O porquê de ter falado “desce um” era um mistério,
afinal, eu odiava essa expressão. O garçom correu para dentro da espelunca
providenciar a minha bebida. Gostava daquele lugar. Olhei para o bloco de notas
e li as frases que nele estavam: “foi num rolê na Rua Augusta que perdi a
esperança no ser humano”, “e se o mundo fosse um filme do Tarantino estrelado
por mim?” e “acho que estou acabando com a minha vida, mas tudo bem, quem se
importa, etc e tal”. Eram títulos de contos que provavelmente nunca seriam
escritos. Às vezes um escritor só possui o título, mas nunca o conto em si. Às
vezes nem isso. Se eu não fosse escritor eu provavelmente seria um sucesso.
Minha mãe sempre me dizia que o mundo era difícil, mas eu era imbecil demais para
acreditar. Eu estava sozinho no bar tentando ser genial. Inocente.
"O Dreher, senhor"
Vi um borrão amarelo enquanto bebia um gole. Sem
chance, a emoção não voltaria. Não se fazem mais semáforos como antigamente.

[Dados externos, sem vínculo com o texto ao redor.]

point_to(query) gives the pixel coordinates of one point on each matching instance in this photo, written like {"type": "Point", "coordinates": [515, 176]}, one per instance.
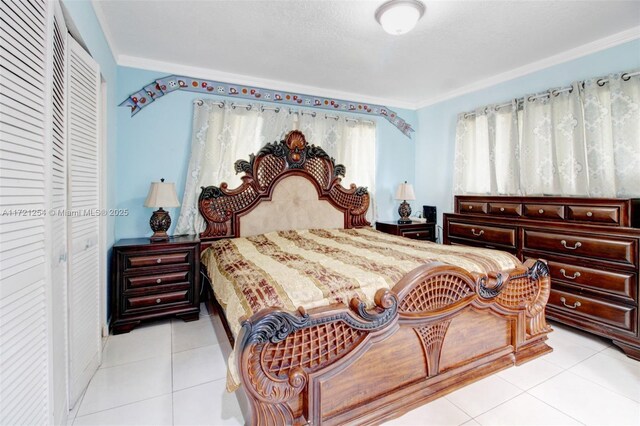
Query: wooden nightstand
{"type": "Point", "coordinates": [414, 230]}
{"type": "Point", "coordinates": [154, 280]}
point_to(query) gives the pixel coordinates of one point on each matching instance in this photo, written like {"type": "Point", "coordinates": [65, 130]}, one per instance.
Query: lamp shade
{"type": "Point", "coordinates": [405, 192]}
{"type": "Point", "coordinates": [162, 194]}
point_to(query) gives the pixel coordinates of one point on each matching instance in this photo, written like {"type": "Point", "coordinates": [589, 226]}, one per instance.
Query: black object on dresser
{"type": "Point", "coordinates": [415, 230]}
{"type": "Point", "coordinates": [154, 280]}
{"type": "Point", "coordinates": [591, 245]}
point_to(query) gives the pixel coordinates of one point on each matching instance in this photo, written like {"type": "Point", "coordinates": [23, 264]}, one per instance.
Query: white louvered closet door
{"type": "Point", "coordinates": [83, 199]}
{"type": "Point", "coordinates": [57, 221]}
{"type": "Point", "coordinates": [24, 334]}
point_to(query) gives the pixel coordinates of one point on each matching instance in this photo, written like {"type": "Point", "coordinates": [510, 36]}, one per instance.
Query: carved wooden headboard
{"type": "Point", "coordinates": [223, 208]}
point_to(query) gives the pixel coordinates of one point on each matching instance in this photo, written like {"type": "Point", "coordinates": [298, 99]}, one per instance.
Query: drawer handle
{"type": "Point", "coordinates": [473, 231]}
{"type": "Point", "coordinates": [575, 246]}
{"type": "Point", "coordinates": [564, 274]}
{"type": "Point", "coordinates": [574, 306]}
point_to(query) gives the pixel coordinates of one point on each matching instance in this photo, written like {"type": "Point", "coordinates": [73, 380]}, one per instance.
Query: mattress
{"type": "Point", "coordinates": [319, 267]}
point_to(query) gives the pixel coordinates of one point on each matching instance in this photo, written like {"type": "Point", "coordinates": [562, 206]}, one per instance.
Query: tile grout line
{"type": "Point", "coordinates": [502, 403]}
{"type": "Point", "coordinates": [123, 405]}
{"type": "Point", "coordinates": [555, 408]}
{"type": "Point", "coordinates": [200, 384]}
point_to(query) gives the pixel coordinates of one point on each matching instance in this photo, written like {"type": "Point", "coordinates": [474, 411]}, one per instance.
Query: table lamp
{"type": "Point", "coordinates": [404, 193]}
{"type": "Point", "coordinates": [161, 195]}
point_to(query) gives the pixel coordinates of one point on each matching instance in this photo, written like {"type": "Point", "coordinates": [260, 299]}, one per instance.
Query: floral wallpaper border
{"type": "Point", "coordinates": [163, 86]}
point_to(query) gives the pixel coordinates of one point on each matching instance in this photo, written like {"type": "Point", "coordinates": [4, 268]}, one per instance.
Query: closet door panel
{"type": "Point", "coordinates": [24, 335]}
{"type": "Point", "coordinates": [57, 220]}
{"type": "Point", "coordinates": [83, 223]}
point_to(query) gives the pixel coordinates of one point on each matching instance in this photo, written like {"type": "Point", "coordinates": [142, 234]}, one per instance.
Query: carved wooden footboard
{"type": "Point", "coordinates": [438, 329]}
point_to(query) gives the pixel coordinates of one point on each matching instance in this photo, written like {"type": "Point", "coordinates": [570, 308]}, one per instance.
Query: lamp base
{"type": "Point", "coordinates": [160, 222]}
{"type": "Point", "coordinates": [404, 211]}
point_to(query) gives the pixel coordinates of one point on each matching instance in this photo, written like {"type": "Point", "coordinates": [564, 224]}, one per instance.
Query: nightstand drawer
{"type": "Point", "coordinates": [152, 280]}
{"type": "Point", "coordinates": [159, 259]}
{"type": "Point", "coordinates": [483, 233]}
{"type": "Point", "coordinates": [154, 300]}
{"type": "Point", "coordinates": [157, 279]}
{"type": "Point", "coordinates": [418, 234]}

Talvez eu devesse largar tudo. Se eu fingisse ser louco não causaria tantos
problemas. Certamente seria internado e receberia tratamento gratuito do
governo. Que merda eu fui fazer da minha vida? Eu poderia estar trabalhando no
Terraço Itália, apenas repetindo a frase decorada “boa noite, senhor, seja bem
vindo, quer conferir o menu? Estou aqui para serví-lo, monsier”. Talvez eu
tivesse que fazer a barba. Tudo pelo ofício! Mas que merda, eu não serviria para isso. Bom
mesmo era tentar se emocionar com o brilho do semáforo e beber sozinho. Assim
eu era feliz. Existia amor em SP.
Pensei em ir para a Praça Roosevelt e procurar por
Mário Bortolotto para que ele lesse um dos meus contos, sei lá, para ver se eu
levava jeito e se poderia continuar na área, mas eu provavelmente ouviria um
“vai se foder, cara, ficarei feliz de não encontrá-lo nos próximos 256 anos”. Então
eu daria um soco bem no meio da testa dele. Ou talvez ele tomaria um Dreher comigo
e ficaríamos em paz. Nunca se sabe. O Bortolotto deve ser um cara legal e eu
adoraria ouvir ele dizendo que já fumou maconha com Bob Dylan ou que já comeu o
David Bowie. Talvez o brilho do semáforo da Roosevelt fosse mais emocionante. Mas
não fui para a Roosevelt. Eu continuava sozinho. Como eu adorava estar sozinho.
Sentia tesão mesmo.
“Tem cigarro?”
“Tem sim, senhor”
“Marlboro?
“Sim, senhor”
“Desce um então”
Cigarro aceso. O borrão verde e amarelo e vermelho
começou a se misturar com a iluminação da rua. Era um mix de semáforo com
carros e motos e puteiros. A calçada suja, típica daquele submundo em que eu
estava. O cheiro de vômito. Quanta emoção. Era quase um orgasmo. Que merda não
conseguir escrever sobre aquilo. A vista embaçada. Então vi Mário Bortolotto
atravessando a rua. Borrão verde para os carros. Perigo! Ele correu para chegar
ao outro lado e não ser atropelado. Segundos de suspense. Conseguiu. Que cara
ousado! Voltei a ter esperança no ser humano naquele momento. Ninguém se
importava. Mas se o mundo fosse um filme do Tarantino estrelado por mim se
importariam. Do contrário, levariam um tiro na cabeça. O semáforo me emocionou.
O que mudou? O brilho do semáforo ou o que passei a ver graças a luz emitida
por ele? Mandei descer outro Dreher.